CBP can catalyse lysine acetylation via its KAT activity.^{8, 9} We found that the EVI1 acetylation level was high in CDX2+ REG4^hi AGS cells (Figure S2G) and CBP silencing by siRNA nearly abrogated EVI1 acetylation (Figure S2G). The region between amino acids 283 and 514 of the EVI1 protein was reported to contribute to the interaction between EVI1 and CBP.¹⁰ We identified three candidate CBP KAT-specific lysine acetylation sites (lysine 359, 421 and 425) in this EVI1 region using the GPS-PAIL algorithm⁹ (Figure S2H and I). AGS cells with silenced endogenous EVI1 were reintroduced with the wild-type EVI1 (EVI1 WT) or three EVI1 mutants (EVI1 K359R, EVI1 K421R, or EVI1 K425R) (Figure S2J). Co-IP analyses showed that the mutation of K421 rather than K359 and K425 significantly attenuated CBP-induced EVI1 acetylation (Figure S2K). The mutation of EVI1 K421 to arginine abrogated the physical binding of EVI1 to CBP or CDX2 and promoted the recruitment of the corepressor C-terminal binding protein 1 (CtBP1) to EVI1 (Figure S2L). S2

We also analysed whether the application of the CBP inhibitor could overcome the 5-FU resistance of CDX2⁺ REG4^hi GC cells. CPI-637 and 5-FU combination treatment significantly improved the efficacy of 5-FU or CPI-637 alone in AGS and MKN45 cells (Figure 4A and B). The calculation of combination index (CI) values showed that CPI-637 and 5-FU combination had a synergistic effect in CDX2⁺ REG4^hi AGS and MKN45 cells (Figure 4C), but the addition of CPI-637 didn't improve the effect of 5-FU in CDX2⁺ REG4^lo MKN28 and NCI-N87 cells (Figure 4D).

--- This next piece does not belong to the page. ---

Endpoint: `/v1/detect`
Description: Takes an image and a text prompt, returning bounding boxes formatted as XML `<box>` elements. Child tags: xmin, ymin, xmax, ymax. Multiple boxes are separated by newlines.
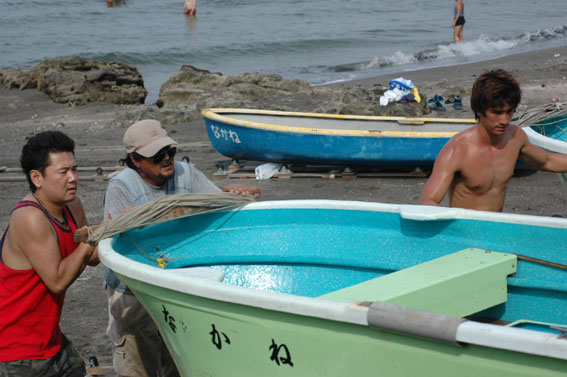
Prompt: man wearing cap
<box><xmin>104</xmin><ymin>119</ymin><xmax>248</xmax><ymax>377</ymax></box>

In both CDX2⁺ REG4^hi CDX and patient derived xenograft (PDX) in vivo, treatment with CPI-637 and particularly with the CPI-637 and 5-FU combination significantly inhibited tumour growth (Figure 4E and F). Furthermore, CPI-637 and 5-FU combination markedly improved mouse survival compared to 5-FU or CPI-637 alone (Figure 4E and F). We compared the tumor inhibition rate and found that 5-FU was more effective in CDX2+ REG4lo GC while CPI-637 was more effective in CDX2+ REG4hi GC (Figure 2G). The combination did not result in more systemic toxicity or weight loss than 5-FU alone (Figure 4H and I). Collectively, these data indicate that targeting CBP can overcome 5-FU resistance and thus provide a therapeutic option for efficacy improvement of 5-FU-based chemotherapy in CDX2⁺ REG4^hi GC (Figure 4J). This study provides crucial insights into the molecular mechanisms driving chemoresistance and offers potential for clinical translation.